Herpesviruses, including α-herpesvirus and herpes simplex virus (HSV-1), are masters of immune evasion. Previously we demonstrated that CD1d-restricted NKT cells are required for optimal anti-HSV-1 immune responses and HSV-1 efficiently downregulates CD1d to suppress NKT cell function. To delineate how the virus evades NKT cell function and establishes infection in vivo, we screened an HSV-1 expression library to identify the viral gene(s) downregulating CD1d and discovered that a leaky late gene, UL56, most efficiently suppresses CD1d expression by degrading the protein, apparently via both proteasome- and lysosome-dependent pathways. To investigate the molecular mechanism of UL56 suppression of CD1d expression, we purified and identified UL56-associated proteins by mass spectrometry. The most abundant associated proteins were members of NEDD4 E3 ubiquitin ligase family. Interestingly overexpression of one member, NEDD4L is sufficient to downregulate CD1d expression. However, different from the K5 protein from Kaposi sarcoma's herpesvirus (KSHV), UL56 and NEDD4L did not directly ubiquitinate CD1d. CD1d protein lacking the key lysine residue in its cytoplasmic tail is similarly downregulated by UL56 and NEDD4L protein. Co-expression of UL56 and NEDD4L synergistically reduced the CD1d expression, suggesting that UL56 collaborates with NEDD4L to downregulate CD1d. During in vivo infection, UL56-deficient mutant virus showed significantly weaker virulence in NKT-sufficient mice but demonstrated higher virulence in mutant mice lacking NKT cells. All our results supported that at least one of the pathogenesis functions of UL56 is its suppression of NKT cell function during infection.

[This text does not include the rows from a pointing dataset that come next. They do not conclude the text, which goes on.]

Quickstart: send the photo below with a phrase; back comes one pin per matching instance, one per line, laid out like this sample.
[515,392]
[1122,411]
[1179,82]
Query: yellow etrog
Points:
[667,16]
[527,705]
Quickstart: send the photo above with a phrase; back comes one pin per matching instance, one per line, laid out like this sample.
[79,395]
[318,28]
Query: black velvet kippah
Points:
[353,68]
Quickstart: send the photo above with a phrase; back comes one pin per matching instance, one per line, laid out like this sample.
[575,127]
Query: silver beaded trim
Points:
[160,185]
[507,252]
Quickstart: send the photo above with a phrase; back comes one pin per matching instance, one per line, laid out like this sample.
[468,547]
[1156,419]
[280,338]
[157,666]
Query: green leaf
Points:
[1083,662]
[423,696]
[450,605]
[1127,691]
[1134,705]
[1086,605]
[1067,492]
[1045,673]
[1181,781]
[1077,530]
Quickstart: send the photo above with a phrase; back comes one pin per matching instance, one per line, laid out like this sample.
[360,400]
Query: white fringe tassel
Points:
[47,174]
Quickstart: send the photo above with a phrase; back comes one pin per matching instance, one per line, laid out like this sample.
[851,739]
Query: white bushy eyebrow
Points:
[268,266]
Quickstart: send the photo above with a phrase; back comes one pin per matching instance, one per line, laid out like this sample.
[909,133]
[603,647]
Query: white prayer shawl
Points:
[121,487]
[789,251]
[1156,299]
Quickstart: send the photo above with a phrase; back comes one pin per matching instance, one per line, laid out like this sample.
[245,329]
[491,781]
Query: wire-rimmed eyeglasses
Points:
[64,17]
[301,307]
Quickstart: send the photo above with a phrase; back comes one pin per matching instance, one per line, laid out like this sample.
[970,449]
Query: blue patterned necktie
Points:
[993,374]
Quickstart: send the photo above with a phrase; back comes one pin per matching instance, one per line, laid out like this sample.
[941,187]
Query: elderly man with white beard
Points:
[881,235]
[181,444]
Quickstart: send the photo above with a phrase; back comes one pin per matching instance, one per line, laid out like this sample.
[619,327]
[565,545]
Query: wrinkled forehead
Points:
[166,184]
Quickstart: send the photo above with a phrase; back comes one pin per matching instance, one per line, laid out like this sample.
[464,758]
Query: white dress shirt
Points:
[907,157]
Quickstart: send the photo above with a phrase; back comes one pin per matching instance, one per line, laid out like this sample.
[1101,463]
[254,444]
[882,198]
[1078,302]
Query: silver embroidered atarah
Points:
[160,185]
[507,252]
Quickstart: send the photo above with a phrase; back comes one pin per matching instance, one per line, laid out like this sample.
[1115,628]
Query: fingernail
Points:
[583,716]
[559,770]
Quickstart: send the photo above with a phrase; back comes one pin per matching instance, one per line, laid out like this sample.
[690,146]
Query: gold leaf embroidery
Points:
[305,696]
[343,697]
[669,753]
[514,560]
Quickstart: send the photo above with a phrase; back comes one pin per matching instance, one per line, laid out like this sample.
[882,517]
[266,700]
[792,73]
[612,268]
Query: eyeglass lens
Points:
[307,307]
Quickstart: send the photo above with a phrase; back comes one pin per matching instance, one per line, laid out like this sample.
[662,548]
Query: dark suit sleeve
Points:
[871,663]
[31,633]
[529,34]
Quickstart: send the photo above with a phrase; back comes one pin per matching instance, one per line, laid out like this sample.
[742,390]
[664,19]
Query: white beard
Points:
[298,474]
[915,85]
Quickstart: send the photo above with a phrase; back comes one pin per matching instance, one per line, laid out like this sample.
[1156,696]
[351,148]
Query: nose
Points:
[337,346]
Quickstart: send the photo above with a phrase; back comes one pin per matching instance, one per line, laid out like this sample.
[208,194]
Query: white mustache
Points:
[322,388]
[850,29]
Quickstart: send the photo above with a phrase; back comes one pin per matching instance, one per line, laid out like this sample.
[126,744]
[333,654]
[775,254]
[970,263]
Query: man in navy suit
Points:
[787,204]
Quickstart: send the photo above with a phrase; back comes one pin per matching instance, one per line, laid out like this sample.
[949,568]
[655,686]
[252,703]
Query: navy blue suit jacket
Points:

Importance: In the large DNA genomes of herpeviruses, there are many genes encoding associate proteins. Most of these proteins are not essential for viral replication but play key roles in viral pathogenesis, in particular, modulating the host immune system to allow efficient viral replication in vivo and latency. The HSV-1 UL56 gene is one of such genes, and its exact pathogenic roles have remain elusive. After we demonstrated the essential roles of CD1d-restricted NKT cells in anti-HSV-1 immunity during HSV-1 ocular infection (P. Rao, X. Wen, J. H. Lo, S. Kim, X. Li, et al., J Virol 92:e01490-18, 2018, https://doi.org/10.1128/jvi.01490-18), we now screened the HSV-1 expression library and identified UL56 is a key factor downregulating CD1d and suppressing NKT cell function. In this manuscript, we are reporting our molecular mechanism study of how UL56 evades CD1d antigen presentation and NKT cell function.